Jumat, 02 Agustus 2019

Sastra Dari Bawah Pohon Rampa-Rampa

Detik Nusa
Anak Afa-Afa  menulis (mansur armain)
Catatan Rudi Fofid - Tidore

Tahun 1994, saya mengasuh rubrik Bianglala Puisi di harian Suara Maluku, Ambon.  Sungguh nikmat membuka amplop dan lipatan kertas menemukan puisi baru.  Ada yang ditulis tangan rapi,  ada pula yang pakai mesin tik. 

Saya tidak pernah bertemu para penyair yang mengirim puisi ke Suara Maluku.  Otomatis, saya  tidak kenal mereka. Satu-satunya penyair yang datang ke kantor redaksi, mencari redaktur yang tak dikenalnya, dan berbicara langsung empat mata adalah Dino Umahuk, mahasiswa Universitas Darussalam, Tulehu.

Ada dua nama yang tetap saya ingat,  kagum, dan hormat, walau tidak saya kenal.  Evasakti dan Ibrahim Indah.  Sebagai redaktur yang punya otoritas  menilai kelayakan puisi, memutuskan muat atau tidak muat, saya merasa rendah di hadapan puisi-puisi dua penyair ini.

Jika pernyair-pernyair pemula menulis asmara, bulan, angin sibu-sibu, atau pasir putih, dan lambaian kelapa, maka Ibrahim Indah berbicara tentang ketimpangan negara dan rasa rindu pada keadilan. Puisi Evasakti menggugah perdamaian dunia.  Ia merambah sampai ke Palestina, Uni Sovyet, Amerika Serikat.

Kalau ditanya siapa penyair Maluku saat itu,  saya pasti teringat Evasakti, Ibrahim Indah, Dino Umahuk, dan satu lagi anak SMA bernama Rudy Latuheru. 
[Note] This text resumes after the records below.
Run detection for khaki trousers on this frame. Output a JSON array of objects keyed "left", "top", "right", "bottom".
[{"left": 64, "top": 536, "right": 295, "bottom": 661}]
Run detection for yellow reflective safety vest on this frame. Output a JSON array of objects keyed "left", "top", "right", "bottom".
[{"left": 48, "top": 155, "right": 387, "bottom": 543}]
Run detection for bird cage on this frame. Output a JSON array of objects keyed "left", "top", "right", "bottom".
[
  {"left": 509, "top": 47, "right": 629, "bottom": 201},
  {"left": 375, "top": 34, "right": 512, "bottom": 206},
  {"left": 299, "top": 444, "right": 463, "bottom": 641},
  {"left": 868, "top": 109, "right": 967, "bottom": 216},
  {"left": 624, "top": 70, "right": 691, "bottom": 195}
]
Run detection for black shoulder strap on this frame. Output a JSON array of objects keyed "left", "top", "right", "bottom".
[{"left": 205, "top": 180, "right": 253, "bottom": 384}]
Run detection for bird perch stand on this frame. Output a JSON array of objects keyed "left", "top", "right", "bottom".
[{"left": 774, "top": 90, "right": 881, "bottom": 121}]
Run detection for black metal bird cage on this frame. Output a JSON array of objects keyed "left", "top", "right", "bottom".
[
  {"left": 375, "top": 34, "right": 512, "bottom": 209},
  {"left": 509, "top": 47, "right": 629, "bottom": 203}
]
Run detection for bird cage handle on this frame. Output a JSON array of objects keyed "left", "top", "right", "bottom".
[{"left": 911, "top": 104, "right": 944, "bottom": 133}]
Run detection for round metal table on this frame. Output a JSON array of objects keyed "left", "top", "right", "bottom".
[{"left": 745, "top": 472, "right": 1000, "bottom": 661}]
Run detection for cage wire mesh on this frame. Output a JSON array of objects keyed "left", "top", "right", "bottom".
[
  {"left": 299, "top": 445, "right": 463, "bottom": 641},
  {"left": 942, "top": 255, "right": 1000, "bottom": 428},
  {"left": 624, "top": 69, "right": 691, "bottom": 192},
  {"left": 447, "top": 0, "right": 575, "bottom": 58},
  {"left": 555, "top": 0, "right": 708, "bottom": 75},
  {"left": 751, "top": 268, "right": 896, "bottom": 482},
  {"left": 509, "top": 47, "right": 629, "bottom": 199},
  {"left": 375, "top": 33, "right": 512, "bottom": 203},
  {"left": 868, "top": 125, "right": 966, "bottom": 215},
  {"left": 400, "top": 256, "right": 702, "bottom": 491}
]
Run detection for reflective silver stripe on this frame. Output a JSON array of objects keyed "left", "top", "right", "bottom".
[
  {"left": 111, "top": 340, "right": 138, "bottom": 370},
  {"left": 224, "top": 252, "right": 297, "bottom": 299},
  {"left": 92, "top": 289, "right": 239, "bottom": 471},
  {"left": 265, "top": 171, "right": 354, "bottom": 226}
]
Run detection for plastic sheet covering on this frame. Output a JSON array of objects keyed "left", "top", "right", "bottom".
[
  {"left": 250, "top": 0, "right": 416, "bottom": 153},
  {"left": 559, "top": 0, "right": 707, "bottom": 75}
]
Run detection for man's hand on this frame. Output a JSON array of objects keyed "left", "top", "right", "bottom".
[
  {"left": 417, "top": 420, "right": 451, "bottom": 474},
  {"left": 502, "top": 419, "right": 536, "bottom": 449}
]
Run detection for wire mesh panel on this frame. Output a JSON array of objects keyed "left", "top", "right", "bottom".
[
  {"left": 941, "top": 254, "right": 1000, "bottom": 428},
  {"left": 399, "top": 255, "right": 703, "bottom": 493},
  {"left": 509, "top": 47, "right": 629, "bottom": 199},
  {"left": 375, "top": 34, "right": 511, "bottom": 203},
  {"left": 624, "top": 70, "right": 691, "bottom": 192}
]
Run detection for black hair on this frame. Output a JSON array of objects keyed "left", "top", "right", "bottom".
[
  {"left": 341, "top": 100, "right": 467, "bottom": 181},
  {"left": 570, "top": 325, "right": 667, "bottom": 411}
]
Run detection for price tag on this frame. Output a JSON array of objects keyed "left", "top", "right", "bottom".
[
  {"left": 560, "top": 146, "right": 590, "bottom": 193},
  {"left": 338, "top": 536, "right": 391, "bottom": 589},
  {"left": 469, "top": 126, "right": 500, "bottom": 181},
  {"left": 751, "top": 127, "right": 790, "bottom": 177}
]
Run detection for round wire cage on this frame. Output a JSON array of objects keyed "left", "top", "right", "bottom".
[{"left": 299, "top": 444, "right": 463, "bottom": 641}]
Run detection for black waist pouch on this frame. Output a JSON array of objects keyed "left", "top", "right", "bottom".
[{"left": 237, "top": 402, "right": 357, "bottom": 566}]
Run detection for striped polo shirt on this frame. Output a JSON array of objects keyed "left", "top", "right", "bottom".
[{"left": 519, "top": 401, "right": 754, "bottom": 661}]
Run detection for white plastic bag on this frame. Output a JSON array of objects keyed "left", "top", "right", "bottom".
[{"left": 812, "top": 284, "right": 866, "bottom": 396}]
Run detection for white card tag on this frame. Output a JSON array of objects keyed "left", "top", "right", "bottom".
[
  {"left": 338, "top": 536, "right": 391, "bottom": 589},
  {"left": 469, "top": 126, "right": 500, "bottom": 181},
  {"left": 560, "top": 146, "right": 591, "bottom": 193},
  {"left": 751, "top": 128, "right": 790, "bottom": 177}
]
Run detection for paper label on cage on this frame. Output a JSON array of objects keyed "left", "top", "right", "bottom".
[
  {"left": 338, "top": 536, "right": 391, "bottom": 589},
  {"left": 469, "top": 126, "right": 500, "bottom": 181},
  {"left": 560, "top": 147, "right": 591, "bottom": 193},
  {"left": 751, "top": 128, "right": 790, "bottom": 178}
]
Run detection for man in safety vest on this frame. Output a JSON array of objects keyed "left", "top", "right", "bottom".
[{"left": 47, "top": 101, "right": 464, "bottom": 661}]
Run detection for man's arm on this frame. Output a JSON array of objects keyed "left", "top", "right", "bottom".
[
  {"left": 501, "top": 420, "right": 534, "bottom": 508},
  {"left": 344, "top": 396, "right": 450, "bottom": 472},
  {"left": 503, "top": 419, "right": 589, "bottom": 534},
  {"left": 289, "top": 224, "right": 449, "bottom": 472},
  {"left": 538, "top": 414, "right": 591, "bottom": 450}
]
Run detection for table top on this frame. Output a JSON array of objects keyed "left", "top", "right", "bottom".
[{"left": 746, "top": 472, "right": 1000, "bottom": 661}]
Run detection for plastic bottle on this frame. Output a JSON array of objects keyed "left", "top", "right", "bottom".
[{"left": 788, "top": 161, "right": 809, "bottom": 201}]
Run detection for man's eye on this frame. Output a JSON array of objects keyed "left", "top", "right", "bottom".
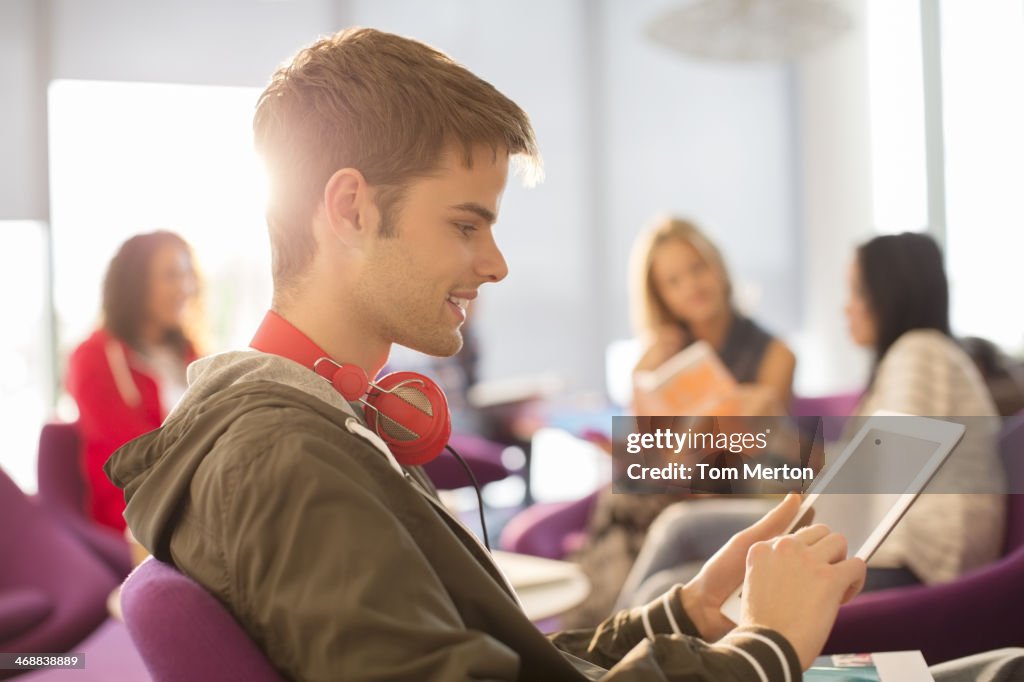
[{"left": 454, "top": 222, "right": 477, "bottom": 235}]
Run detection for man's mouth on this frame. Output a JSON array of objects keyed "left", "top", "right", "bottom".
[{"left": 446, "top": 294, "right": 469, "bottom": 311}]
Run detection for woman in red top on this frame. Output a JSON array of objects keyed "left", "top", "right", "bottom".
[{"left": 66, "top": 231, "right": 203, "bottom": 531}]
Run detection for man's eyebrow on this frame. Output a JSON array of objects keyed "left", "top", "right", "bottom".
[{"left": 449, "top": 202, "right": 497, "bottom": 224}]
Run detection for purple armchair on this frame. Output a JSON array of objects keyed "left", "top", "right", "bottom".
[
  {"left": 792, "top": 390, "right": 862, "bottom": 442},
  {"left": 36, "top": 422, "right": 133, "bottom": 578},
  {"left": 0, "top": 467, "right": 119, "bottom": 679},
  {"left": 499, "top": 490, "right": 600, "bottom": 560},
  {"left": 121, "top": 558, "right": 285, "bottom": 682},
  {"left": 824, "top": 413, "right": 1024, "bottom": 664},
  {"left": 423, "top": 432, "right": 512, "bottom": 490}
]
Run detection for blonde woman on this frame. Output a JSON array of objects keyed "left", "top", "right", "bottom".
[
  {"left": 565, "top": 216, "right": 796, "bottom": 628},
  {"left": 631, "top": 216, "right": 795, "bottom": 413}
]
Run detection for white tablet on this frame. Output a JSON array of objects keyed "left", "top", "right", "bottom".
[{"left": 719, "top": 412, "right": 965, "bottom": 623}]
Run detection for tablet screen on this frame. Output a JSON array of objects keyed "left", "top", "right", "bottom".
[
  {"left": 795, "top": 428, "right": 944, "bottom": 556},
  {"left": 816, "top": 428, "right": 941, "bottom": 494},
  {"left": 721, "top": 416, "right": 960, "bottom": 622},
  {"left": 790, "top": 494, "right": 903, "bottom": 557}
]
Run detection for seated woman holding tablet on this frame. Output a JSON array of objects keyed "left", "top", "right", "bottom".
[{"left": 618, "top": 231, "right": 1006, "bottom": 609}]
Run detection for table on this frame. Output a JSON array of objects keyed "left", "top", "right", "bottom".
[{"left": 492, "top": 550, "right": 590, "bottom": 622}]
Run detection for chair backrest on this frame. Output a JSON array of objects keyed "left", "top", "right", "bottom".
[
  {"left": 0, "top": 466, "right": 116, "bottom": 654},
  {"left": 121, "top": 558, "right": 285, "bottom": 682},
  {"left": 999, "top": 412, "right": 1024, "bottom": 552},
  {"left": 37, "top": 422, "right": 86, "bottom": 516},
  {"left": 792, "top": 391, "right": 862, "bottom": 442},
  {"left": 423, "top": 432, "right": 510, "bottom": 489},
  {"left": 35, "top": 422, "right": 133, "bottom": 579}
]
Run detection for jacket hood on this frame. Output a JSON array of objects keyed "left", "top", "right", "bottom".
[{"left": 104, "top": 350, "right": 360, "bottom": 559}]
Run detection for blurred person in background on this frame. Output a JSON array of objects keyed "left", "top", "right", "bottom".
[
  {"left": 618, "top": 231, "right": 1007, "bottom": 612},
  {"left": 564, "top": 215, "right": 796, "bottom": 627},
  {"left": 959, "top": 335, "right": 1024, "bottom": 417},
  {"left": 631, "top": 215, "right": 795, "bottom": 409},
  {"left": 843, "top": 232, "right": 1005, "bottom": 587},
  {"left": 66, "top": 230, "right": 203, "bottom": 531}
]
Hari Minggu, 13 Februari 1994, pukul 23.00 WIT,  inilah saat-saat deadline.  Pelaksana Harian Pemred Suara Maluku Sam Abede Pareno meminta saya mencari sebuah foto ilustrasi untuk tulisan tentang hari Valentine.  Saya menyerahkan sebuah foto dokumentasi dari Cina. 

Foto itu sungguh featuristik.  Seorang pria berumur dengan busana lusuh, raut kusut, menggendong perempuan tua di punggungnya.  Nenek dengan penuh kerut di wajah, duduk menyamping seperti di atas sepeda motor.  Wajah itu sangat tenang menatap ke arah lensa kamera.  Pria itu rupanya  menggendong ibunya, saat musibah banjir besar melanda sebuah perkampungan di Cina.

"Inilah cinta.  Foto untuk Valentine Day.  Hari kasih sayang itu, bukan sebatas asmara muda-mudi," kata saya saat menyerahkan foto itu.

"Wah, bagus. Siapa ini?"  Tanya Sam Abede Pareno.

"Anggap saja, ibu kita semua," jawab saya sekenanya. 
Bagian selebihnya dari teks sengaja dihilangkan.